Project Description
Human interaction with the world is inherently multimodal [1]. However, much of HCI
research has historically focused on unimodal interaction models, with a single input
datastream and a single output datastream. Augmented Reality enables the physical
world to be our interaction interface, and allows users to interact with virtual content
situated in their real environment, rather than on a screen. Multimodal interaction has
even more value in this computing paradigm, since the primary goal of AR is to enable
seamless interaction with both virtual content and real objects in the environment.
The broader goal of this project is to evaluate and optimize multimodal interaction in
augmented reality. This will be achieved through an analysis of existing unimodal and
multimodal interactions (from large-scale publicly available datasets, as well as smaller
datasets collected in the lab), and then applying the insights to the design of a
multimodal interface in AR that is optimized for the user’s current environment and task.
Possible directions for the project (depending on student interest) include:
- applying computer vision techniques on large-scale publicly available video
datasets(e.g. EPIC-KITCHENS, Ego4D [4]), to extract information about the use
of specific modalities in real-life situations
- predicting the optimal (combination of) modalities for specific tasks using
available datasets
- using Unity to develop and benchmark standard interaction tasks on different
headsets using modalities of interest.
Prerequisite Information
The project is coding-heavy, so students need to have
completed at least one lower division programming course (CS 9/16/24). Some
experience with computer vision (OpenCV) or Unity will be helpful, depending on the
direction they choose.
Knowledge/Skills to Acquire (with guidance from mentors)
Machine learning and computer vision concepts, Unity and graphics concepts
Team Members
- Ajay Liu
- Qi Wu
- Frank Zhong
- Towela Phiri
Professor and Mentors
- Prof. Tobias Hollerer
- Grad mentors: Radha Kumaran and Alex Rich
Meeting Times
- Mentor Meetings
- TBD
- ERSP Team Meetings
- Tuesdays, 5-7 p.m.
Research Logs
References
[1]Turk, M. (2014). Multimodal interaction: A review. Pattern recognition letters, 36, 189-195.
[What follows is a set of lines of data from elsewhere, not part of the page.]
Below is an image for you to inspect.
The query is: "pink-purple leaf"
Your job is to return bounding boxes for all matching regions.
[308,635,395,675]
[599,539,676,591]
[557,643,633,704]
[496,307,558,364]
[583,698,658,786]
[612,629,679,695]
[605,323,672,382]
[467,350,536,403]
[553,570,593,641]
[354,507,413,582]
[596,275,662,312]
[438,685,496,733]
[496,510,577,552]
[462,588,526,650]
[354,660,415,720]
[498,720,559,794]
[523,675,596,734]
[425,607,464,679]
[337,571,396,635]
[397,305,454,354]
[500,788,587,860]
[2] Oviatt, S. (2022). Multimodal interaction, interfaces, and analytics. In Handbook of Human
Computer Interaction (pp. 1-29). Cham: Springer International Publishing.
[3] Sun, Z., Ke, Q., Rahmani, H., Bennamoun, M., Wang, G., & Liu, J. (2022). Human action
recognition from various data modalities: A review. IEEE transactions on pattern analysis and machine intelligence.
[4] Grauman, K., Westbury, A., Byrne, E., Chavis, Z., Furnari, A., Girdhar, R., Hamburger, J.,
Jiang, H., Liu, M., Liu, X. and Martin, M., 2022. Ego4d: Around the world in 3,000 hours of egocentric video. In Proceedings of the IEEE/CVF Conference on Computer Vision and Pattern
Recognition (pp. 18995-19012).
[5] Park, K. B., Choi, S. H., Lee, J. Y., Ghasemi, Y., Mohammed, M., & Jeong, H. (2021). Hands- free human–robot interaction using multimodal gestures and deep learning in wearable mixed reality. IEEE Access, 9, 55448-55464.
[6] Lee, M., Billinghurst, M., Baek, W., Green, R., & Woo, W. (2013). A usability study of
multimodal input in an augmented reality environment. Virtual Reality, 17, 293-305.